If anything, I think that this next series, the Heroes of Olympus, may be even better than the first. It delves deep into some of the more obscure references and stories in Greek and sometimes even Roman myth (such as the Boreads, Gaea (the Greek equivalent of Mother Earth), King Midas, and others), as well as creatively incorporating events and, more importantly, characters from the previous PJO series. The new, fresh cast of characters share the same witty, funny attitude similar to the people we know and love (and sometimes even hate) from Percy Jackson, while retaining interesting and very individual personalities. Riordian also begins to introduce the Roman side of these myths, which begins to play a bigger and bigger part in the books as the series progresses.

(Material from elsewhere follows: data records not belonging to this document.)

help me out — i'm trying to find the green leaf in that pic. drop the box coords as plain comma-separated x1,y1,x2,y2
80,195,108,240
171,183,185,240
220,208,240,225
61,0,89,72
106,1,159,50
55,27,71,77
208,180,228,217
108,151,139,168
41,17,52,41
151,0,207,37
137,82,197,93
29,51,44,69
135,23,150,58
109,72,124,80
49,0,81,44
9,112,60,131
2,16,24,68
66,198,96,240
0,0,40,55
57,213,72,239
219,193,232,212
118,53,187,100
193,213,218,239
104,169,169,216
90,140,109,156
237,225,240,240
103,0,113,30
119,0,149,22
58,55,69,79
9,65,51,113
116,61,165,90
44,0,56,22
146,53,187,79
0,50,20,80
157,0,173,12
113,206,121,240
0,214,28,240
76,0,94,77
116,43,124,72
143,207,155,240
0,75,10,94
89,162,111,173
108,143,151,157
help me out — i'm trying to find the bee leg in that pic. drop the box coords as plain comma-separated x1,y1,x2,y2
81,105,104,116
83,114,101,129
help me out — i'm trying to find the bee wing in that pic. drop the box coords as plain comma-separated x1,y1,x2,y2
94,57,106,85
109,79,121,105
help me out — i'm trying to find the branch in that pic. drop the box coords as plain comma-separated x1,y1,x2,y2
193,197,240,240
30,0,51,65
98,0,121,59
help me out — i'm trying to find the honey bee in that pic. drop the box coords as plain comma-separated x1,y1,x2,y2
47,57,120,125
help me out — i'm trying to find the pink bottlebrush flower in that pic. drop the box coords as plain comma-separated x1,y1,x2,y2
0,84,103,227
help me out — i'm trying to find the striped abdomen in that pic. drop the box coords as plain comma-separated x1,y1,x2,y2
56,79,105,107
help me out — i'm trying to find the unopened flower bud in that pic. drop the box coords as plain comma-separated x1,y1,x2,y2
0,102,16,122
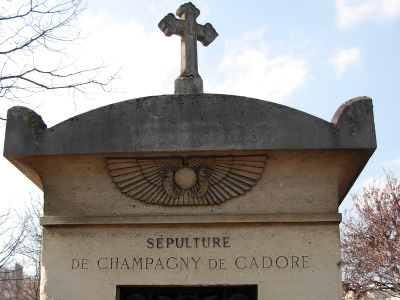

One thing I found annoying about this (and the sequel, Son of Neptune), and an opinion that is probably not a problem for many other readers, was as the characters are now in the 15-16 age range, romance plays a stronger part in the books than in the original series. For example, Piper, who turns out to be a brave and skilled fighter, still thinks about all the little ways she thinks Jason, the boyfriend she never had, is 'cute', almost to the point where I want to take the book and smack myself on the forehead a couple times out of sheer frustration. While this aspect isn't quite enough for me to dock an entire point off this awesome book's rating, it's still rather annoying to me (however necessary it might be, as this is a book about characters who are mainly in their older teens, and Riordian knows his age groups pretty well), though others would probably welcome it.

All in all, this is a highly recommended book. (It isn't absolutely necessary to read Percy Jackson and the Olympians first, but highly advised that you do so if you haven't already. Not only is it good, but you'll understand this one a lot better if you do.) I literally learned all I know about Greek and Roman myth from Percy Jackson and the Heroes of Olympus, and in the most fun way possible. Read these books; you'll thank me later.

Four and 3/4 stars (I take this rating thing very seriously.)